More frequent than these pressing devices, however, were rings with a secret compartment or concealed receptacle that could be opened, to pour out the poison, so that it might be mixed unnoticed when one was filling a glass of wine for an unwanted guest.
This type of ring was also most useful for emergency suicides. When the great Carthaginian commander Hannibal was captured by the Romans in 183 B.C., he ended his life by biting into the soft metal cap of his ring which was filled with poison. In 1794 the French philosopher Condorcet, arrested in the Revolution, made his exodus from a world in turmoil through the aid of a poison ring. Numerous accounts of international espionage in recent wars make it seem that, as a release from torture and psychological brainwashing, the suicidal use of the poison ring is not outworn. But many a ring, originally constructed to conceal a poison, before it found rest in a museum was used as a conveyor of perfume.
A more humdrum use of the ring has been not to end but to mark the passing hours. The first time-keeping ring was a miniature sundial. As soon as escapements were compact enough, watches were set as the crowns of rings; I have mentioned that two hundred years ago Mme. de Pompadour wore a watch in a gold ring encircled with diamonds.
Honorary Rings
A ring has often been used as a mark, token, or reward of distinction or great service. Originally for valor in battle, these rings are now used to mark distinction in many fields. In Germany for generations, the greatest actor has worn the Ifflandring, which he takes from his hand to bestow upon the performer of the next generation whom he deems his most worthy successor. Another noted ring is the Mozart Ring, awarded to those who meritoriously continue the composer’s tradition. There are today but three wearers of the Mozart Ring: Bruno Walter, Herbert von Karajan, and Carl Boehm.
Posies and Lovers’ Rings
The prettiest rings are those that have been used in courtship. Before the brilliant solitaire, the large diamond that marks the formal engagement, all sorts of posy rings, as they were called, were popular gifts for centuries. An English book of 1624 bears the title “Love’s Garland, or Posies for rings, handkerchiefs, and gloves, and such pretty tokens as lovers send their loves.” This was in the main a collection of little rhyming remarks or pithy sayings, to be engraved on rings, or on the inside of ring bands when the ring itself was decorated with stones in the form of flowers or lovers’ knots. A favorite was the Latin motto Amor vincit omnia, (Love conquers all), which Chaucer in The Canterbury Tales put on a bracelet of the Prioress. But simple English phrases abounded on these rings. “I am yours” is blunt enough to serve. “My love is true To none but you” might make a suspicious maiden (but what shy maid in love would question so?) wonder to how many the donor had already shown love that was false.
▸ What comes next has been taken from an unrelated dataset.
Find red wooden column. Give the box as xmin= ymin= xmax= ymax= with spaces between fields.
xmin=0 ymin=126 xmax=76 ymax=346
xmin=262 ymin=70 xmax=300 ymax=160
More to be trusted, perhaps, is the pious soul that sent the motto: “In God and thee My joy shall be.” A wit (or a gambler) might complacently have inscribed “I cannot show The love I O.” A less wary but more learned fellow might proclaim, inside the ring: “Let reason rule affection.” The practice of having rings engraved with such posies was so common that in Shakespeare’s As You Like It the melancholy Jacques taunts Orlando:
“You are full of pretty answers. Have you not been acquainted with goldsmiths’ wives, and conned them out of rings?”
I quote Shakespeare not because he is the most given to such references, but because he is the best known of the many writers in whose works they abound: jewels in jeweled phrases.